For a model to be a good fit with the data, the residuals should be normally distributed around a mean of zero, uniformly scattered above and below zero, the median value near zero, Min/Max and 1Q/3Q are around the same magnitude. In the summary() results we see that our model satisfies the requirements for median (-2.72) Min/Max (-29/43) and 1Q/3Q (-9.525/9.215).
To check other requirements, we will build the residuals plot. The residuals looks like normally distributed around the zero, uniformly scattered above and below zero though there is different variance of the outliers at the beginning and the end of the plot.
We should continue checking the residuals.

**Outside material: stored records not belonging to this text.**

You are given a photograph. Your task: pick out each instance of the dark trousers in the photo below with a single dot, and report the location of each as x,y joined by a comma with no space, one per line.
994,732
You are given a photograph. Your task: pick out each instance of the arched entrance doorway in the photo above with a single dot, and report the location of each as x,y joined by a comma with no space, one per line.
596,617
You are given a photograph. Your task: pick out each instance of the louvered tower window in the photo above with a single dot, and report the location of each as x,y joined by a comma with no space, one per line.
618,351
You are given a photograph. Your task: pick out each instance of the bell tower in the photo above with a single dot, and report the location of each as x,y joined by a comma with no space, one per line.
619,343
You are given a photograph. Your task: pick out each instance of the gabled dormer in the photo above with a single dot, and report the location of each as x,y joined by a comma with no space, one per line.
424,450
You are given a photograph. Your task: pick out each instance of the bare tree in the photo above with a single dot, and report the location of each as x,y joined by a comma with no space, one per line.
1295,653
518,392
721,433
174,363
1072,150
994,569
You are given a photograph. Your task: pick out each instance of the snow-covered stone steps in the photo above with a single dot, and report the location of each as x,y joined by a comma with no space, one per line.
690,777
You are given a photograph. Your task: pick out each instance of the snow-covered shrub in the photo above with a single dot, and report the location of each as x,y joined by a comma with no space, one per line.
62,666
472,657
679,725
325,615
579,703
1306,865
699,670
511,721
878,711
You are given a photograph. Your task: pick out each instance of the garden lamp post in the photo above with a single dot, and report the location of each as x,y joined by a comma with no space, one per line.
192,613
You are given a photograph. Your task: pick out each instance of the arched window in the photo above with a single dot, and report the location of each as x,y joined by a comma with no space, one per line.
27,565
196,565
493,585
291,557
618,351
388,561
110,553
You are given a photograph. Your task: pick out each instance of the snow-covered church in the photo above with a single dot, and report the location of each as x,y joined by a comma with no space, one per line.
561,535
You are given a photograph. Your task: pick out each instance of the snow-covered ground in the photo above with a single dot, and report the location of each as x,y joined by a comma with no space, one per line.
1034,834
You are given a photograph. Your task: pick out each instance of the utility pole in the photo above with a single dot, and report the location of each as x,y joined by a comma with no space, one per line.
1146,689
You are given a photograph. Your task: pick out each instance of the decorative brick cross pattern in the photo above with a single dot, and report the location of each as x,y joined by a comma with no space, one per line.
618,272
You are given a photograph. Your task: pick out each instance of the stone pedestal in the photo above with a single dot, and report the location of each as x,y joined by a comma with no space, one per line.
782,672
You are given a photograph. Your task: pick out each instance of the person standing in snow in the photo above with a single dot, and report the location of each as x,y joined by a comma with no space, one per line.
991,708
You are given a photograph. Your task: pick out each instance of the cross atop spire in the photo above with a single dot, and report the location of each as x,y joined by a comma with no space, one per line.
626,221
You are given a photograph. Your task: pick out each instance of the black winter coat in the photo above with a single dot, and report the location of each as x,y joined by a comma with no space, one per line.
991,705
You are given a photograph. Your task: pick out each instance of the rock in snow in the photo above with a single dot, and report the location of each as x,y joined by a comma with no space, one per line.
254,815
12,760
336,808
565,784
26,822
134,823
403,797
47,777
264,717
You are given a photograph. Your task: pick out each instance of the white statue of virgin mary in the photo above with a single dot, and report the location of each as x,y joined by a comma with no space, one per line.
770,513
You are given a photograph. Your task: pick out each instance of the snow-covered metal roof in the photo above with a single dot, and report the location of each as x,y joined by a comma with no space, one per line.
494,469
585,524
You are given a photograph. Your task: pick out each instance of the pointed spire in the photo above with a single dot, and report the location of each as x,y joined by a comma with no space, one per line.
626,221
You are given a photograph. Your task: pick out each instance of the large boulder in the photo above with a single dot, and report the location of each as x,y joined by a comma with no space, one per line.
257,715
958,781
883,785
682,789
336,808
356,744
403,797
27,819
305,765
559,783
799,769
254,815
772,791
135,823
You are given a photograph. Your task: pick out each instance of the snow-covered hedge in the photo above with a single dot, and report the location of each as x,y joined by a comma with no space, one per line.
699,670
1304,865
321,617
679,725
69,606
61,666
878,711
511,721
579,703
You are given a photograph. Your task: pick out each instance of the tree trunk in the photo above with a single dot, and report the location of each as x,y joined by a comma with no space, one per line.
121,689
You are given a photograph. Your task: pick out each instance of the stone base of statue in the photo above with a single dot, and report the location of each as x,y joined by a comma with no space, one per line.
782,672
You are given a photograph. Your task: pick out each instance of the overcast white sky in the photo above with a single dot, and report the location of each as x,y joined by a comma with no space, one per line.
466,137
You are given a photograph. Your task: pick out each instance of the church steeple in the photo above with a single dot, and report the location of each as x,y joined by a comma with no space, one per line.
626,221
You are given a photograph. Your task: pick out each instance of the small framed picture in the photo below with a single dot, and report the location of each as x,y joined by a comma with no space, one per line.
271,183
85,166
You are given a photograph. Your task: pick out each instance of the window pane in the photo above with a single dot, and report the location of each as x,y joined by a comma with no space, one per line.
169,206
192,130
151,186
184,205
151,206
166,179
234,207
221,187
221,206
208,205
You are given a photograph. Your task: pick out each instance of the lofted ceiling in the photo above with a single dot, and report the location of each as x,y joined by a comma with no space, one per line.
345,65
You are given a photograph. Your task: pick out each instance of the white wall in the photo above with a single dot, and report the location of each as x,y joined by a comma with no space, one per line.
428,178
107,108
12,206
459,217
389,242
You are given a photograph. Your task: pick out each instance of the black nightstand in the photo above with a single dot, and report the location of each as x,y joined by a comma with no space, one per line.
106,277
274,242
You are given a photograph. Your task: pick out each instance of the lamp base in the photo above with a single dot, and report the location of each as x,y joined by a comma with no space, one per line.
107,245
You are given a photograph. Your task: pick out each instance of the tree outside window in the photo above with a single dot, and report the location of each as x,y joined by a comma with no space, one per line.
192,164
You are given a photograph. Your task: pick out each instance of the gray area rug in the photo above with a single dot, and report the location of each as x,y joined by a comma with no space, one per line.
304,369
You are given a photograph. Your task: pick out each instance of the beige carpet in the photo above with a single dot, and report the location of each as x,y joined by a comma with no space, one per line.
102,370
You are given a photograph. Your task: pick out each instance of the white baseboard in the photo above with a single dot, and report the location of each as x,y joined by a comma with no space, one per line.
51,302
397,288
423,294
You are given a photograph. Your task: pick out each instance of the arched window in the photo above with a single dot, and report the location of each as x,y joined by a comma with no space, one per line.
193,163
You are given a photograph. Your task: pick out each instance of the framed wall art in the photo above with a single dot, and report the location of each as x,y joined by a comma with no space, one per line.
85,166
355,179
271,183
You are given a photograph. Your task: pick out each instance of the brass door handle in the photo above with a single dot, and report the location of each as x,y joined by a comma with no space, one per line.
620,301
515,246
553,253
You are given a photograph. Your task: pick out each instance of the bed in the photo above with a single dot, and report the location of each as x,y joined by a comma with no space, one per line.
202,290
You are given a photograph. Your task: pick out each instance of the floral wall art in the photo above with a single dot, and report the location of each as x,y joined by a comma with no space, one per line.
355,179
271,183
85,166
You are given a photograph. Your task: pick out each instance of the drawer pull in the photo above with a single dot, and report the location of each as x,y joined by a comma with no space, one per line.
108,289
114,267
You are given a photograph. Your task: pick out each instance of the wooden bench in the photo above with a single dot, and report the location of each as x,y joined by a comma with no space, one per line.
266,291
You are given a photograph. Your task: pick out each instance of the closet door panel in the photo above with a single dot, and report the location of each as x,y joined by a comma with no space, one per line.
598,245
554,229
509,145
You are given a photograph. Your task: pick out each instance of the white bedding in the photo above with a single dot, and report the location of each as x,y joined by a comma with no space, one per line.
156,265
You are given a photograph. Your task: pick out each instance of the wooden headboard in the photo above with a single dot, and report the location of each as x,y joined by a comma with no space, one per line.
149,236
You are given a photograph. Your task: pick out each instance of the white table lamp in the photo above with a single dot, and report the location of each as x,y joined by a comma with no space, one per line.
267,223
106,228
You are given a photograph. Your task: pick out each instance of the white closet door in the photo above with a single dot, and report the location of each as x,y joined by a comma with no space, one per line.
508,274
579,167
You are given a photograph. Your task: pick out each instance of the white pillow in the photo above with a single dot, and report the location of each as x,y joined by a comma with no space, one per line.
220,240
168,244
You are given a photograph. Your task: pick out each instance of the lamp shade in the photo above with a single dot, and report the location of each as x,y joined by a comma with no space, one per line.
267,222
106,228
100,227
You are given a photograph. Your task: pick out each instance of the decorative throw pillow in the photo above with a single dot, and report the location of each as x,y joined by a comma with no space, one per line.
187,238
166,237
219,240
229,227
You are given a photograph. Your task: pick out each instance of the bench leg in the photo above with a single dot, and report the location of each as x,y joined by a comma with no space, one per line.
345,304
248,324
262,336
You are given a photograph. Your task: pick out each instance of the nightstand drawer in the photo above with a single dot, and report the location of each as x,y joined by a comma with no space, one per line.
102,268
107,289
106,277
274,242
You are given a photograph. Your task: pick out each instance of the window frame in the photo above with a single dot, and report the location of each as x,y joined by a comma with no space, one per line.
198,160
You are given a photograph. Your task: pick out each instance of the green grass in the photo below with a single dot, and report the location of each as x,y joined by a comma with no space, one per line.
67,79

plot(fitted(lm_cars),resid(lm_cars), xlab = "Fitted", ylab = "Residuals",
main = "Residuals plot")
abline(0,0)
Another test is to use the quantile-versus-quantile plot, Q-Q. The Q-Q plot shows whether the residuals are normally distributed. We see that the right end diverge from the line. But most of the residuals are on the line and follow normal distribution.
qqnorm(resid(lm_cars))
qqline(resid(lm_cars))
The overall results of the analysis.
par(mfrow=c(2,2))
plot(lm_cars)
As a result of our analysis, the linear model shows good results. The t and p values shows that model fits and that there is a strong correlation between the explanatory (speed) and response variable (stopping distance). The residuals normally distributed around the zero and seems to follow q-q plot. Still the model explains only 65% of the actual data, and residual q-q plot shows some divergence. As a result, we should discover factors that cause that and try to find a model that would be a better fit.